As previously stated, properly formed law exists in society to protect Essential Liberty and resolve conflict between two or more individuals pertaining to those liberties. Further legislation only serves to reduce liberty by presuming the government is more capable than the individual in making decisions for that individual. Even should that be the case, as it certainly sometimes is, for one to be more capable than the other qualitative statements must be made about capability which the two opposing forces may not even agree with at a fundamental level. As soon as the government becomes involved in things other than protecting liberty, the things in which it must become involved increases exponentially as it must make normative and qualitative claims to do so. Legislation must then define terms beyond Essential Liberty, it must make purely pragmatic claims instead of ideological, it must justify law that does not exist to protect liberty, and it must deal with the logical implications of that law. The confusion that it is the responsibility of government to provide security, the right to life in excess, suffers from this exponential growth of legislation.
The government must protect an individual’s right to life, the most fundamental component of human society is to gather in order to protect each other from that which might harm us. Initially this imperative was for predators and we were protecting one another from the wolves, to be iconic. Anywhere two people gather, there is conflict. The government then became an intermediary body meant to resolve dispute as favorable to blood feud; this is still a direct protection of life, from other humans as predators. Even a militia, military, or law enforcement community may exist as an entity to protect a people (individually or in group) from other humans as predators. As human society advanced, industry began to damage the environment and even that is an indirect threat to an individuals life. All of these things are thought to be traits of security (as a consideration beyond Essential Liberty) but their function is to protect life. The over extension of the right to life (security) is when an individual is subjected to legislation directing them to not perform certain actions not for another individual’s safety but for their own. Security often subjects citizens of a government which employes it to undue scrutiny justified as a preventative measure.
To legislate for individual safety  not only assumes a government is more capable of making decisions than a specific individual but, as laws properly apply to all, it assumes the government to be more capable than every individual.
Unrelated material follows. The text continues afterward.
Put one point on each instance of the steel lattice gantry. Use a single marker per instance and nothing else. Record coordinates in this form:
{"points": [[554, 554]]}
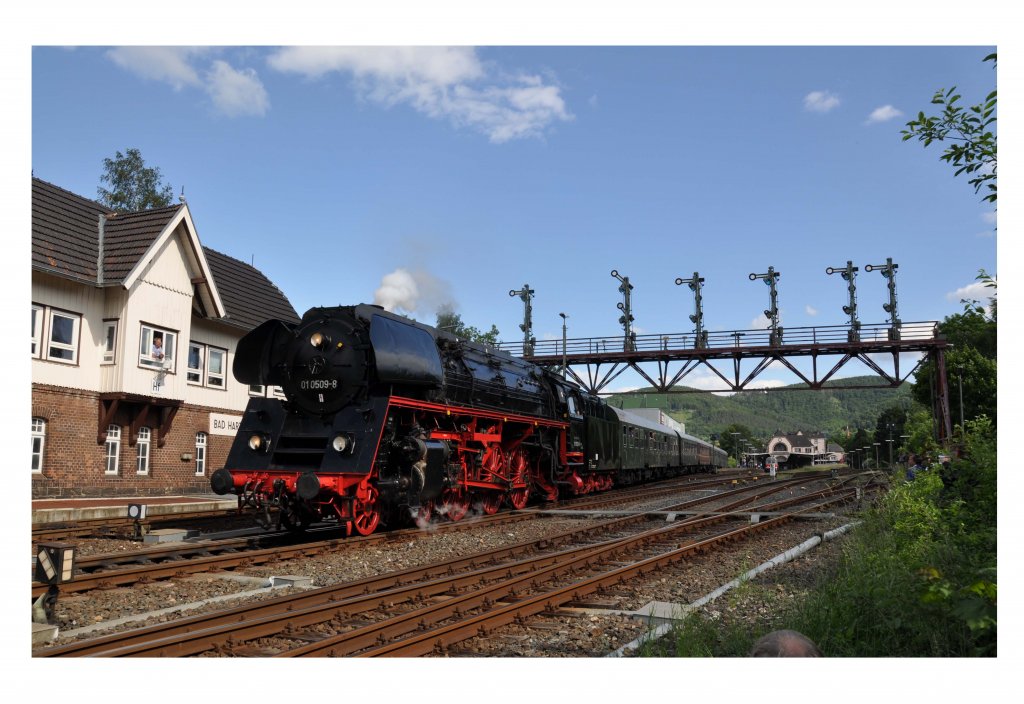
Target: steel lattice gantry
{"points": [[604, 359]]}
As casually accepted earlier, no individual or community can be reasonably expected to be the most capable in every situation and in every instance. The hallmark of security, the thing that makes it unacceptable, is that security requires (under threat of violence, the ultimate authority of a government of dominion) an individual to act in a certain way they may know to be wrong even if no other individual is involved, endangered, or in dispute. Security, in this sense, is the coercion of an individual or a group by the government justified by the claim it is for ‘their own safety.’ This safety, the protection of the individual from themselves by a government of dominion, is the essence of security and the assumption made by the government of the individual (that it is more capable) assumes a government of superiority in direct defiance of equality.
The trappings of security  are such because they are inherently indiscriminate as tactics and machinery. The government, as the superior entity, enacts surveillance upon the individual. Justified publicly as allowing the apprehension of those who would harm others, surveillance can not possibly be limited to that use. The government, as an entity that is not truly superior, will inevitably make a mistake and in doing so will investigate an innocent individual. At that moment, when surveillance is not used to protect Essential Liberty, the government will be placing a person under secret criminal investigation without the support of the ideology which justifies the existence of the government itself. A clandestine event in which some individual will be secretly observing another individual in an unanticipated way, a violation of equality allowed by the assumption of governmental superiority. The observer is placed in a position of power as one individual over another, as the government is itself a collection of individuals.
The dynamic of a government of dominion allowing certain individuals, under guise of governmental authority, to violate equality and exert unjustified power over another is The State. The police are often seen as the paragon of this condition due to the justification of surveillance as security and the role it plays in policing. While police in The State certainly do exist in this role, as violators of equality by enacting surveillance, this is not a necessary state of law enforcement. It is incidental to the true cause, excessive legislation and dominion exerted by the governing body. It is conceivable that a government could exist without Kratos, without dominion, and that law enforcement could exist in that government as simply champions to protect Essential Liberty from those human predators who may violate it. The resistance of the police as the enforcers of The State is like striking the hand of an attacker instead of a vital organ. As the government of dominion and security, The State should be resisted on a foundational level by explaining and disseminating the ideology of Liberty in contrast to the actions of The State so that the best of us may be informed and the worst of us exposed.
 That is, to create a law dictating an individuals action for their own safety, not to resolve conflict.
 In this sense, those things which are used by the government upon the populace, not used by an individual within their own space.